La entrada dio paso a una modesta sala de piedra, con bancos y dos antorchas. Ni Esoara ni ninguno de sus hombres nos siguió al interior. Dos guardias nos dieron la bienvenida y ordenaron a los mercenarios que dejasen todas sus armas en la pared, ya que no les harían falta una vez que estuviesen dentro. Pude ver que Erik Siegard y sus hombres dudaban entre el recelo y el miedo. No se lo podía reprochar, pero debían obedecer de inmediato. Les ordené sin miramientos que así lo hicieran. Los mercenarios bávaros dejaron sus espadas, hachas y mazas, pero muchos de ellos se quedaron con sus dagas y cuchillos. Una vez que estuvieron cumplidas sus exigencias, los guardias abrieron otra puerta. Fui el primero en cruzarla, llegando a un largo y oscuro pasillo. Desde allí, una escalera de piedra subía a los pisos superiores mientras que otra descendía a las profundidades. Esperando pacientemente en los peldaños de la primera, se hallaban dos personas. El primero era un hombre de tez pálida, con una larga barba oscura y nariz aguileña. Vestía con una túnica marrón, adornada con pedrería y un borde de piel alrededor del cuello. Un elaborado sombrero de piel, imbricado con símbolos místicos, cubría por completo su cabello oscuro. Su nombre era Curaferrum y ocupaba el ilustre cargo de Castellano de la capilla de Ceoris. A su lado se hallaba un joven, que apenas había llegado a los veinte años, y que llevaba consigo instrumentos de escritura para tomar nota de todo lo que pidiese su amo.
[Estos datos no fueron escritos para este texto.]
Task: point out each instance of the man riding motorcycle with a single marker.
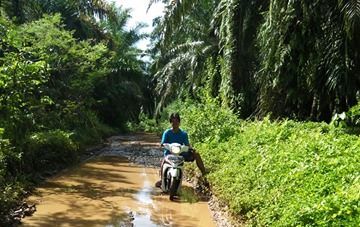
(177, 135)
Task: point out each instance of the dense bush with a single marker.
(60, 94)
(48, 150)
(282, 173)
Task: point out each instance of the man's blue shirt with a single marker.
(169, 136)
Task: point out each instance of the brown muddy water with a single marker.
(110, 191)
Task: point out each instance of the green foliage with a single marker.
(57, 91)
(145, 124)
(281, 173)
(49, 150)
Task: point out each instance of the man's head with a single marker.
(175, 120)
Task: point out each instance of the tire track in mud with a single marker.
(116, 188)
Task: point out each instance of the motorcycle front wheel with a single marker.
(174, 184)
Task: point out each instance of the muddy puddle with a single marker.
(110, 191)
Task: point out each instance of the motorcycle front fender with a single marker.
(175, 173)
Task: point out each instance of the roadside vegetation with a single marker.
(276, 173)
(269, 92)
(69, 76)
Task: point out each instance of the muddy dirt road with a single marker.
(116, 188)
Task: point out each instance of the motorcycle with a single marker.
(172, 169)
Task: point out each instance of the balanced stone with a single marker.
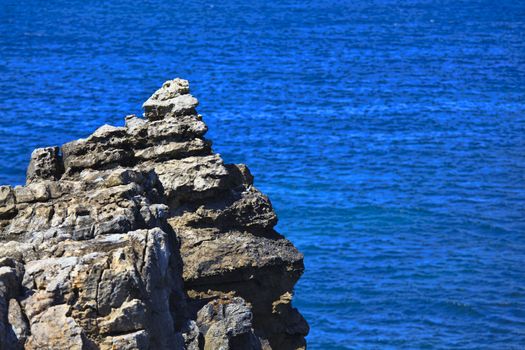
(140, 237)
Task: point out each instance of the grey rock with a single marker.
(45, 164)
(140, 237)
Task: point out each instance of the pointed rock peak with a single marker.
(171, 100)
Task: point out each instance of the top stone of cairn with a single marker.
(173, 99)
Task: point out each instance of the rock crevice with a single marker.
(140, 237)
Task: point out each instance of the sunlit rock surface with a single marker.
(140, 237)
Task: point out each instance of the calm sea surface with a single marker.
(390, 136)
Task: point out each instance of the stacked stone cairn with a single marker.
(140, 237)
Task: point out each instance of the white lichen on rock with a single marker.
(139, 237)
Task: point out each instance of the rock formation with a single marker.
(139, 237)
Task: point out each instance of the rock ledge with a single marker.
(140, 237)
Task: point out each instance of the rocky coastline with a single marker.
(140, 237)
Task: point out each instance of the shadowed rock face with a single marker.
(139, 237)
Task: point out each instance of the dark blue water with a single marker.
(390, 136)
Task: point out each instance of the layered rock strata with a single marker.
(140, 237)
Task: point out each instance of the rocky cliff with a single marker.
(140, 237)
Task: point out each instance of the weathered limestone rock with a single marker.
(140, 237)
(45, 164)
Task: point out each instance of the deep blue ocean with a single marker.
(390, 136)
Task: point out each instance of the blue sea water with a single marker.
(390, 136)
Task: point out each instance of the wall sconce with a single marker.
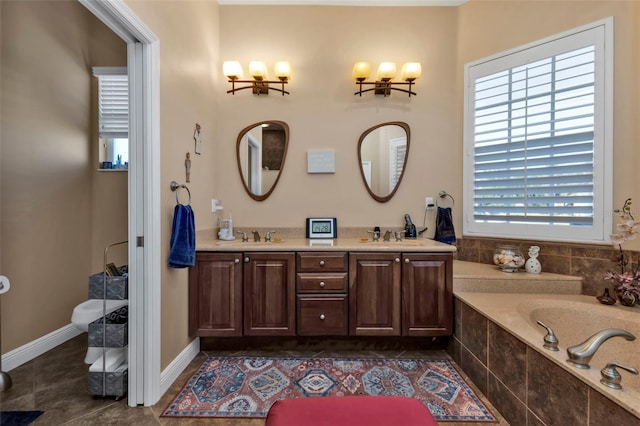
(258, 71)
(386, 73)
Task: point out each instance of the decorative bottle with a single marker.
(533, 265)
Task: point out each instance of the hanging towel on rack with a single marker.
(183, 238)
(444, 226)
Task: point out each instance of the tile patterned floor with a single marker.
(56, 383)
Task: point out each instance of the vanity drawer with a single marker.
(322, 315)
(336, 282)
(322, 261)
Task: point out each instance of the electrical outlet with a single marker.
(428, 203)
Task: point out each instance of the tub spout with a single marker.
(580, 355)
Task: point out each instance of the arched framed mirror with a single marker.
(261, 150)
(382, 152)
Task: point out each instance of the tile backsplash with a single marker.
(588, 261)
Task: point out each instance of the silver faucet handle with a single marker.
(611, 377)
(550, 340)
(376, 235)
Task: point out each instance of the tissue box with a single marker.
(117, 286)
(117, 329)
(116, 383)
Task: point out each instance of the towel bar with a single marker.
(175, 186)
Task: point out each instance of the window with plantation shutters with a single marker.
(397, 153)
(113, 117)
(537, 139)
(113, 102)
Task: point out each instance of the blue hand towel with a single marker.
(444, 226)
(183, 238)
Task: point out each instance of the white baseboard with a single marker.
(35, 348)
(178, 365)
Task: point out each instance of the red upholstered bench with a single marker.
(350, 411)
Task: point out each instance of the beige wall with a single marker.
(322, 44)
(189, 87)
(48, 198)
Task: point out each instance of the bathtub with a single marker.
(573, 319)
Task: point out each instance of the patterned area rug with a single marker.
(247, 387)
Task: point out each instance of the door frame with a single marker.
(143, 64)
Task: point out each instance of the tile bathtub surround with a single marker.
(522, 384)
(588, 261)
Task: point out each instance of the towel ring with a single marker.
(175, 186)
(445, 194)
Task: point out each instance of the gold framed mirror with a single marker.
(382, 154)
(261, 151)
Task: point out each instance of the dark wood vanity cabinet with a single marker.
(321, 294)
(215, 295)
(427, 294)
(374, 294)
(322, 307)
(269, 294)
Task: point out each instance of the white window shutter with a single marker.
(113, 102)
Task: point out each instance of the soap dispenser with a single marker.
(409, 228)
(226, 229)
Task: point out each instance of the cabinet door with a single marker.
(374, 294)
(427, 296)
(269, 294)
(215, 295)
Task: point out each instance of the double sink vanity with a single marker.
(335, 287)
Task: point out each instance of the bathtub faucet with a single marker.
(581, 354)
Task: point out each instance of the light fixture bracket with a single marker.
(384, 87)
(258, 87)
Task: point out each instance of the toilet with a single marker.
(89, 311)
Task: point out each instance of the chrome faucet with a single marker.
(581, 354)
(376, 235)
(550, 340)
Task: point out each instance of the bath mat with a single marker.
(248, 386)
(18, 418)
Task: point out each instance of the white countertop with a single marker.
(483, 278)
(337, 244)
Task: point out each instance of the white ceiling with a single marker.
(346, 2)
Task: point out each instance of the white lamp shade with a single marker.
(232, 69)
(411, 71)
(257, 69)
(361, 70)
(283, 70)
(386, 71)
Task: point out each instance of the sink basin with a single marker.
(394, 243)
(236, 243)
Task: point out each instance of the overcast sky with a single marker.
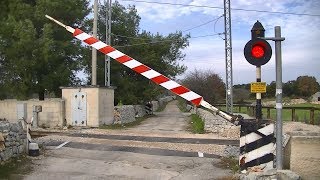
(301, 49)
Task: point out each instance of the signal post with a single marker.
(257, 135)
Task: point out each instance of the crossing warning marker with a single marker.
(258, 87)
(144, 70)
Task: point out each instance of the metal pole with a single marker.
(279, 151)
(94, 51)
(228, 55)
(258, 97)
(108, 41)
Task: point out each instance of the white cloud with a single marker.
(300, 49)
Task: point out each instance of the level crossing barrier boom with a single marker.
(146, 71)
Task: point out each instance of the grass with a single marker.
(182, 104)
(138, 121)
(18, 165)
(300, 115)
(161, 108)
(231, 163)
(196, 124)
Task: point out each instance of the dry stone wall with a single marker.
(12, 140)
(127, 113)
(216, 124)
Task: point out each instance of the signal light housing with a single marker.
(257, 52)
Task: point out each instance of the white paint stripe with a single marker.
(98, 45)
(61, 145)
(278, 105)
(170, 84)
(115, 54)
(150, 74)
(132, 63)
(190, 95)
(249, 138)
(257, 153)
(83, 36)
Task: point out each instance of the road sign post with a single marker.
(258, 52)
(257, 135)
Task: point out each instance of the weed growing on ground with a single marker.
(231, 163)
(138, 121)
(17, 165)
(196, 124)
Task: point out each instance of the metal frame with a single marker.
(228, 55)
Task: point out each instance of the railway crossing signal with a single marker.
(257, 52)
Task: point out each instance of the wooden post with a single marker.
(312, 116)
(293, 114)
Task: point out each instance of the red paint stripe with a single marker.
(124, 59)
(107, 49)
(91, 40)
(196, 101)
(142, 68)
(77, 32)
(180, 90)
(160, 79)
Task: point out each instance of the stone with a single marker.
(2, 147)
(21, 149)
(287, 175)
(15, 128)
(7, 154)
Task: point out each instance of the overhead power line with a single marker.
(203, 24)
(155, 42)
(217, 7)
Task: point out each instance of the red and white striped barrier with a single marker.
(142, 69)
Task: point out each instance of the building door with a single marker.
(79, 109)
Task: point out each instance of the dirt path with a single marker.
(170, 120)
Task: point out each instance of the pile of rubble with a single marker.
(12, 140)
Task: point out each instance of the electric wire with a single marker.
(202, 24)
(138, 44)
(216, 7)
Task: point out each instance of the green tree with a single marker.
(161, 53)
(36, 55)
(307, 85)
(206, 83)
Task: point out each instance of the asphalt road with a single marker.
(119, 156)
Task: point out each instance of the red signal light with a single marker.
(257, 51)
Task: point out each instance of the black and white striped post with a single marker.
(257, 141)
(149, 107)
(257, 144)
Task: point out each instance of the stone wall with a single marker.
(124, 114)
(140, 110)
(52, 115)
(127, 113)
(12, 140)
(302, 156)
(216, 124)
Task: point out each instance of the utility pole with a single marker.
(228, 53)
(256, 32)
(94, 51)
(108, 41)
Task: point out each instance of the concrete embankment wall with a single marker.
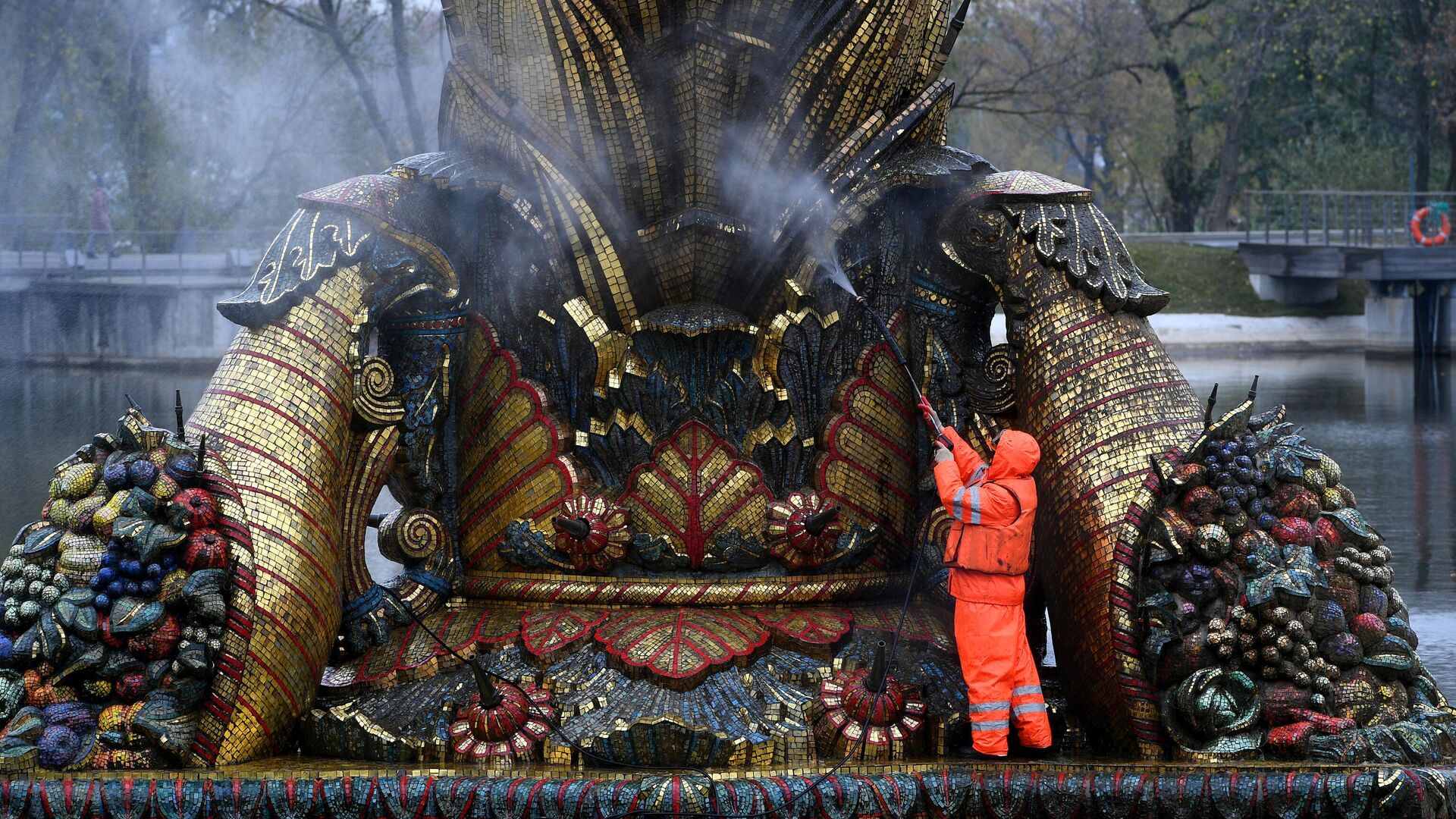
(1219, 334)
(88, 322)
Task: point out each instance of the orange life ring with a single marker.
(1420, 235)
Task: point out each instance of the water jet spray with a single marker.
(837, 275)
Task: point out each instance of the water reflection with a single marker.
(1397, 452)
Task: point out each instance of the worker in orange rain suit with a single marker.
(989, 551)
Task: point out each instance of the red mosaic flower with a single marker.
(896, 716)
(193, 509)
(592, 532)
(800, 534)
(506, 732)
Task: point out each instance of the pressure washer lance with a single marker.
(894, 347)
(897, 353)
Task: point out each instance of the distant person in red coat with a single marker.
(99, 221)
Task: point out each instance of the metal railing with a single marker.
(33, 243)
(1362, 219)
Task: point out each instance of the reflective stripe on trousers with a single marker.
(1001, 678)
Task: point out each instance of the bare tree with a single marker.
(402, 71)
(325, 18)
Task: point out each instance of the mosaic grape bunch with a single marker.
(114, 607)
(1273, 624)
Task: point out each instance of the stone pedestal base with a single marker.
(297, 789)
Tras saludarnos educadamente con todas las cortesías necesarias, Curaferrum me explicó que me acompañaría a mis aposentos privados. Los mercenarios y los criados compartirían alojamiento con el resto de los siervos de Ceoris en las salas comunes. No obstante, sabiendo que a los criados de magus ilustres como mi mismo sire se les permitía compartir de un alojamiento propio, discutí con el Castelllano de Ceoris la posibilidad de conceder a mis propios ayudantes un trato semejante. Curaferrum pareció considerar seriamente mi oferta y me prometió que les brindaría un alojamiento más adecuado en cuanto le fuese posible. Sin embargo, antes de seguirle por las escaleras, me sentí obligado a despedirme de los hombres y mujeres con los que había compartido tantas vicisitudes. Intenté animarles asegurándoles que se habían merecido todo el oro, el descanso y la comida que podía proporcionar la generosidad de Ceoris. Después, ordené a Derlush que cuidase de Lushkar, Irena y Sana hasta que los volviese a ver, y seguí al Castellano de Ceoris a las plantas superiores.